Get the Right Lawyer Guide
For Family Court Custody Battles
20 Questions or Less
©Copyright Grace W. Wroldson
*Not to be distributed or shared
The High-Conflict Custody Battle With a Narcissist
If you are in a high-conflict custody battle with a narcissist, you will need to not only be “evenly matched” in the courtroom, but also well represented and well prepared. Our custody case is often only as good as our attorney is. Not being adequately represented cost me my legal rights to the child that I was trying to protect. My former attorney, while affordable, was ill-prepared, not a family law attorney, unequipped, easily tricked (because he bargained with goodwill and sincerity), and not experienced enough to handle what happened.
If you read my books, you will read that I had to stage a comeback after my brutal trial and loss. (Get books on Amazon) If you can avoid losing, do so. To get my rights back, I had to interview several other attorneys to get more perspectives on my case. I had to choose the right one for my case. I still held the power of choice. Now, I was wiser and more aware! Don’t be out-strategized or out-lawyered! Use my 20 questions or less as your guide for interviewing potential attorneys. Save yourself by strategizing options.
Not All Attorneys Are Created Equal
Use this guide to help you ask the important questions and interview attorneys in your consultations. Feel free to write in your own questions to ask that you think are important.
I suggest getting at least 3 legal consultations. Then compare and contrast. Sleep on this decision and go with the one that feels right for you and the one you think can win. If the lawyer says “no” to any of the deal-breakers for you, then don’t proceed. It is crucial that you don’t talk yourself into another detrimental relationship by giving attorneys the benefit of the doubt.
The best way to know what attorneys are right is through referrals. You will need to read the reviews or get direct testimonies from their happy/unhappy clients. This may take some time to research and get the referrals. Spend this time researching. Learn all you can.
We Have a Legal System, Not a Justice System
If it were about justice then it would be different, but we have a legal system. We have to get a lawyer that knows Family Court Law specifically, like the back of their hand. A tax attorney is not the attorney you want for your family court case, even if he/she is a good person. (That’s just the type of attorney to lose a custody case with.) You want and need a specialist if your child’s health and well-being are at stake.
If you can’t afford this, become resourceful. Learn to ask for financial aid and assistance, learn to ask who could help someone in your situation. You may have to ask if they do any pro-bono work for free, or ask if they know an attorney who does. These interviews are critical to you making the best decision. Use the knowledge you gain from each interview for the good of your case. Learn all you can. Write what you learn down.

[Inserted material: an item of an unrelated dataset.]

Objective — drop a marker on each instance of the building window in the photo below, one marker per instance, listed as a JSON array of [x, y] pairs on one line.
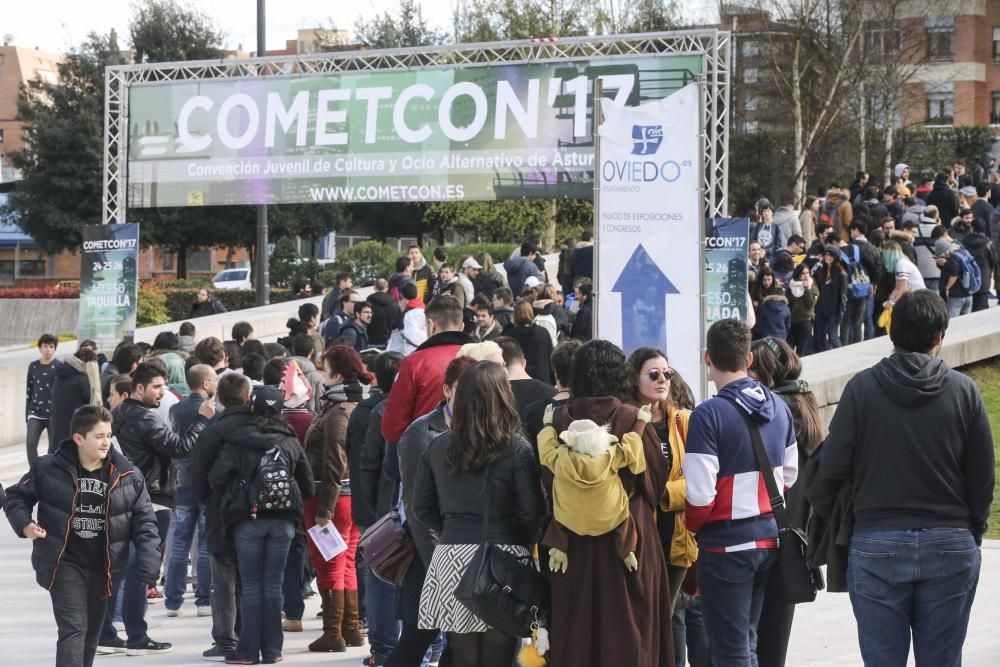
[[882, 38], [940, 108], [940, 32]]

Another strategy is to go and observe family court cases on a day off. Watch and witness who’s who. That’s how I discovered my 3rd attorney. I watched him obliterate my ex’s attorney in front of the judge using facts and documentation. Oh, how I wish that, right then and there, I would have walked out of the court, gone to the nearest bank, and taken out a loan to hire him the next day. I would have never lost.
Don’t Underestimate the Narcissist
Don’t underestimate the importance of getting the right lawyer for you and your child. You could lose your rights to the child you are trying to protect, especially if you are asking for a narcissist’s money. Prepare that he might then try to take the kids. That’s a horrible trade-off and a typical pattern.
What tends to happen is… When you push his “money button” (his trigger), he may well push your “child custody” button (your trigger). Avoid pushing buttons unless that’s your competent lawyer’s strategy. All things need to be considered when making a move or filing a motion. Sometimes you need the child support money to be able to afford a lawyer with your own money. This must be considered.
Your Judge Matters!
Judges make horrible mistakes. Judges can be horribly unfair. Judges can have biases and buttons, themselves. Typically, judges determine parental rights based on equanimity and the best interests of the child. But, they can’t do this in just 15-minute hearings, that’s why they rely on reports for Guardian Ad Litems (GALs), Parental Coordinators (PA), and others. These recommendations tend to be completely biased (too) and favor the abuser who is charming, while the victim (usually the protective parent) looks destabilized and like the bad guy. Beware.
It’s important that you stay strong, stable, serene, and strategize. This is why the right attorney matters. You will need interviewing skills when talking to them. Do this preparation work. Have a strong story to present that shows you as a healthy parent. You need to present well with documentation if you have GALs involved. (Look for any trainings on how to handle GALs and PCs.) Dress professionally, just like you need to do at every court hearing (even on Zoom).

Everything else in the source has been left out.